Я старше тебя, опытнее, знаю, что любовный угар со временем уменьшается. Но у нас есть другие преимущества: твоя искренность, моя искренность, мой опыт жизни. И это – залог нашего счастья.
…Я мог бы написать тебе сто и больше хулиганских писем, но что-то меня тормозит. Хотя то, что у нас происходило, и то, как и что ты пишешь про Нее и Его, – это все то, о чем я мечтал всю жизнь и чего у меня не было никогда.
…А залог нашего семейного благополучия в том, что я буду тебе мужем, любовником, братом, отцом… Буду тебе всегда ноги мыть и эту воду пить…»
* * *
«Сегодня отправил письмо, потом пытался с тобой поговорить по телефону (помехи были), потом ты позвонила – я не мог говорить, полный кабинет народу, Елена здесь же… Я, наверное, скоро сдохну от всего этого. А если серьезно: сколько веревочке не виться – конец скоро будет. Только каким он будет?.. Но в любом случае: двойная жизнь не для меня. И не для тебя. То есть не для нас.

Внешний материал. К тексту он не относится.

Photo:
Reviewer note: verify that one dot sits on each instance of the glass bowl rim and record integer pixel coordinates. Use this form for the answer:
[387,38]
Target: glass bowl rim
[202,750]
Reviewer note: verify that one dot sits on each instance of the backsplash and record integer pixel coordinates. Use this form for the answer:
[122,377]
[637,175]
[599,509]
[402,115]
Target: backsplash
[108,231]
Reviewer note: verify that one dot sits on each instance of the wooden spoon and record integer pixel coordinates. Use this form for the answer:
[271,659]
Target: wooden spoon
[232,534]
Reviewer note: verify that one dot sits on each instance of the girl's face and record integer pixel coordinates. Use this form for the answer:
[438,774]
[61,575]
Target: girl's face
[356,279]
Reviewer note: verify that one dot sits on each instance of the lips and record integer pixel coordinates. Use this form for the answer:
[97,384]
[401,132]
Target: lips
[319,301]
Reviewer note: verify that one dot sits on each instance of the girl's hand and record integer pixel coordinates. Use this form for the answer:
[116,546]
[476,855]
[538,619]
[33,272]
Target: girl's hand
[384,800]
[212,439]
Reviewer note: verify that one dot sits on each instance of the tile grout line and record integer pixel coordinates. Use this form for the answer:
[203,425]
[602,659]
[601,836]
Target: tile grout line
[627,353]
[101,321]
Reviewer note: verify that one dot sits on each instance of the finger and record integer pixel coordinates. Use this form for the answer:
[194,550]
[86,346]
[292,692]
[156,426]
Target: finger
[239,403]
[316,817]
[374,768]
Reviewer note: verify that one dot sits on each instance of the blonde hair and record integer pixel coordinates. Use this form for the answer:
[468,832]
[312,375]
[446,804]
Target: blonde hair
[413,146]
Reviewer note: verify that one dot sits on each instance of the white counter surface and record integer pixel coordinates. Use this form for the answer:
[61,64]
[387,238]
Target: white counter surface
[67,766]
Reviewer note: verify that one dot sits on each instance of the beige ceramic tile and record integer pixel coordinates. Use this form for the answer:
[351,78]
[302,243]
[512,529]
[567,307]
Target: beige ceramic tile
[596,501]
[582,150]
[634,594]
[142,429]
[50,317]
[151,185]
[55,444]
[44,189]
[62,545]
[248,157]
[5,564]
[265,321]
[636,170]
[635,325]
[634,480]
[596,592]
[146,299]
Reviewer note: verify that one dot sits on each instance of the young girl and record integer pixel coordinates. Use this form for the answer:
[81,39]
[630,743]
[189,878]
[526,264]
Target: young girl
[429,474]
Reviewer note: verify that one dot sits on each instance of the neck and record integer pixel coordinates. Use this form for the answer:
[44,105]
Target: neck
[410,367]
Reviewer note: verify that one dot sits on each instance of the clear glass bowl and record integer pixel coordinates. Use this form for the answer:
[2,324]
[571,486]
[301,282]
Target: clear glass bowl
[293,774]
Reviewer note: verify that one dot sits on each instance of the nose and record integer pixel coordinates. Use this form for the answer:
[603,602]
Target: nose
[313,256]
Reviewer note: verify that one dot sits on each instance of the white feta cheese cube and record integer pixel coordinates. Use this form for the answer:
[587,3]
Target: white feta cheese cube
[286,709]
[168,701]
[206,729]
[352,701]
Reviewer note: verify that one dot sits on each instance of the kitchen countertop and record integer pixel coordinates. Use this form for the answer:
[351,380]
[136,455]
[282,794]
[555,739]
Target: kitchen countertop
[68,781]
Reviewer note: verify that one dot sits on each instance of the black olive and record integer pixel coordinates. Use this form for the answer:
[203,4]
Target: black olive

…Вчера получил от тебя два письма. Сегодня пойду их перечитывать. А сейчас наберусь духу и напишу хулиганское письмо – ты ж мне вчера разрешила (кстати, лишний раз это докажет, что я – неправильный, ненормальный человек). С такими молодыми, юными женщинами (как ты, например) водиться совсем не стоит. Тем более – любить. И тем более писать нежные любовные письма.
And so (итак): во-первых, моя ладонь, моя рука до сих пор помнит твою растаявшую от удовольствия грудь, когда мы в такси ехали с Аи (Лариса тогда сидела впереди) – это было неописуемое блаженство.
Во-вторых, (или во-первых – по хронологии) я не могу забыть последних минут прощания на вокзале во время нашего первого свидания в Бийске, когда ты в машине на заднем сиденье сделала то, что сделала.
В-третьих, когда захожу в ванную, смотрю на Него и говорю: «Поди соскучился по миленькой наезднице, по Ней?» Он тут же делает стойку и ведет себя как дубина-дубиной, то есть торчит тупо и несгибаемо, как бы говоря: «Не то слово, как я по Ней соскучился! И по рукам миленькой наездницы. И по ее губам. Как же мне хочется, чтобы и меня, и все остальное мое хозяйство приласкала миленькая наездница. Чтобы потом, в разлуке, помнить ее так, как ее ладонь, помнить ее грудь…» Я сжимаю Его крепко ладонью, обнажаю (до боли) головку и строго так спрашиваю: «И что же Ты предлагаешь?» А он мне: «А помнишь последние минуты в гостинице, когда ты вместе с милой наездницей сглупили, решив расстаться навсегда – в Горном дело было: вы с ней лежали рядом, и ты терзал меня, а она – ее?.. И тогда я вместе с ней – в смысле одновременно – испытал блаженство».